Michel Derdevet
Président de Confrontations Europe
La crise du Covid-19 fait naître des inquiétudes quant à l’approvisionnement électrique cet hiver alors que plusieurs pays européens sont confinés. Comment faire face à une possible surchauffe du réseau électrique européen ? Michel Derdevet co-signe une tribune dans les Echos appelant à un renforcement du maillage des interconnexions électriques au niveau européen.
L’économie européenne n’aurait jamais pu atteindre son niveau de développement actuel sans le tissu de réseaux électriques interconnectés qui constituent à la fois sa caractéristique et sa force.
Depuis plus d’un siècle, l’Europe a mis l’accent sur l’importance des interconnexions énergétiques nationales, mais aussi internationales, sous l’impulsion d’hommes politiques et d’ingénieurs français. Bien avant la signature en mars 1957 du traité instituant la Communauté européenne du charbon et de l’acier (Ceca), les électriciens européens avaient déjà constitué l’Union pour la coordination de la production et du transport de l’électricité (UCPTE), qui fut en quelque sorte la première Communauté européenne.
50 interconnexions transnationales
Au début des années 1950, ce maillage fort d’une cinquantaine de connexions transnationales permettait déjà d’échanger 2 % de l’électricité totale consommée en Europe. Aujourd’hui, les échanges d’électricité en Europe représentent 450 térawatt-heure (TWh) annuel provenant de 43 gestionnaires de réseau de transport à travers 420 interconnexions. Et les 50 interconnexions entre la France et nos voisins européens, quant à elles, ont été utilisées l’an dernier à 25 % à l’import et 75 % à l’export.
En 2020, ce maillage est stratégique et vital. C’est un instrument d’échanges et de solidarités majeur entre les États, qui fonctionne de manière continue et permet d’ajuster en temps réel les équilibres offre-demande nationaux. Dans le contexte de transition des mix énergétiques de production, ainsi que des perspectives d’un continent décarboné ouvertes par le Pacte vert européen, les interconnexions électriques sont plus que jamais les piliers du marché intérieur de l’énergie.

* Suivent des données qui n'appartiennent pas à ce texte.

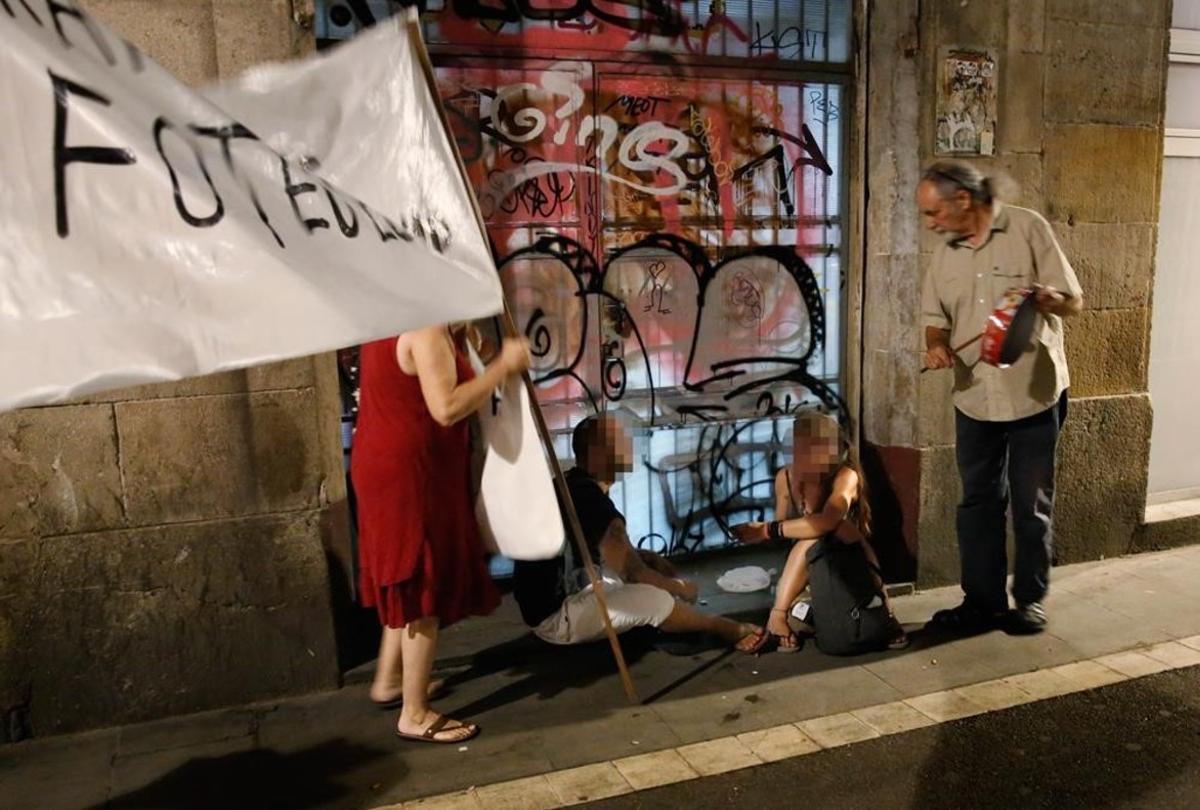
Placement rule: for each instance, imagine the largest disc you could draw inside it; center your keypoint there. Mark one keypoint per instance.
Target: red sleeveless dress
(419, 547)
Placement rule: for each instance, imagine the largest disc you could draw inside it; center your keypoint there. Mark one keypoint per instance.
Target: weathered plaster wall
(163, 549)
(1081, 85)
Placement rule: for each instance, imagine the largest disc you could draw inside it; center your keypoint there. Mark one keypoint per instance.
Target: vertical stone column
(1079, 139)
(163, 549)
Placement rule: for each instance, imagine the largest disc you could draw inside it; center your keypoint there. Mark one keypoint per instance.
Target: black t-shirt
(594, 509)
(538, 585)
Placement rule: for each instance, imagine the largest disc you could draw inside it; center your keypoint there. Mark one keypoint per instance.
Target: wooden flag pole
(564, 495)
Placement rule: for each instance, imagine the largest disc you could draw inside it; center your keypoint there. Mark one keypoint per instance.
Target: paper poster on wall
(966, 102)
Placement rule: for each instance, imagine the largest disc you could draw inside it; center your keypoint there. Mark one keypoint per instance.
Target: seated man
(640, 588)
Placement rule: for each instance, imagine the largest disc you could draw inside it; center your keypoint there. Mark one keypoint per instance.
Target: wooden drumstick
(958, 348)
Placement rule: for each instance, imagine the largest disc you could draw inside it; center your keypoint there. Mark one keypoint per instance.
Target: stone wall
(1079, 138)
(163, 549)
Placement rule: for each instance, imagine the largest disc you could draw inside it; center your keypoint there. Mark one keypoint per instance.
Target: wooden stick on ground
(573, 519)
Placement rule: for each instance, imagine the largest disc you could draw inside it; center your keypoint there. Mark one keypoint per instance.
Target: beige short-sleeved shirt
(961, 289)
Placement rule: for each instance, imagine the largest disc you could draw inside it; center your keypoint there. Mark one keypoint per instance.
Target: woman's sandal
(761, 637)
(778, 640)
(899, 639)
(439, 725)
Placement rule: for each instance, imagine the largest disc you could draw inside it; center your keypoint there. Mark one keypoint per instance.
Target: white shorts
(579, 619)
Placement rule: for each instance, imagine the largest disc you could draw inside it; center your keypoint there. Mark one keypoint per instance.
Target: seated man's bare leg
(685, 618)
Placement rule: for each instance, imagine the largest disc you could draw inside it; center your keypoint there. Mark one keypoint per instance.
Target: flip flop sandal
(430, 735)
(778, 640)
(762, 637)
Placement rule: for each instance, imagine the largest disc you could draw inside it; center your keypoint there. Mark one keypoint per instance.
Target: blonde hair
(816, 424)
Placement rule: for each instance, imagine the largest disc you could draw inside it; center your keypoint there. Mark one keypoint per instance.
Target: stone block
(1026, 27)
(252, 33)
(1104, 73)
(1108, 352)
(1020, 103)
(893, 477)
(889, 397)
(1169, 534)
(59, 472)
(285, 375)
(1147, 12)
(937, 553)
(1101, 173)
(1115, 263)
(145, 623)
(935, 426)
(18, 561)
(1103, 463)
(892, 303)
(220, 456)
(180, 35)
(971, 24)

Inquiétudes liées au Covid
Dans les semaines et mois à venir, le confinement de plusieurs pays européens, lié à la crise du Covid-19, fait naître des inquiétudes sur l’équilibre offre-demande et la possible surchauffe du réseau européen durant l’hiver 2020-2021.
La part croissante des énergies renouvelables dans le mix de production électrique européen suscite des interrogations quant aux nouvelles complémentarités, entre États membres ou entre modes de production, qui en naîtront.
Face à ces enjeux, la résilience du réseau électrique européen passe aussi par des investissements à long terme. En ce sens, les scénarii publiés par l’Association européenne des gestionnaires de transport (ENTSOE) sont des outils cruciaux pour anticiper l’avenir des interconnexions électriques en Europe, et les besoins en la matière. Dans le cadre d’une deuxième édition du Mécanisme pour l’interconnexion en Europe (MIE) pour la période 2021-2027, il serait judicieux de concevoir le volet énergie en cohérence avec ces scenarii.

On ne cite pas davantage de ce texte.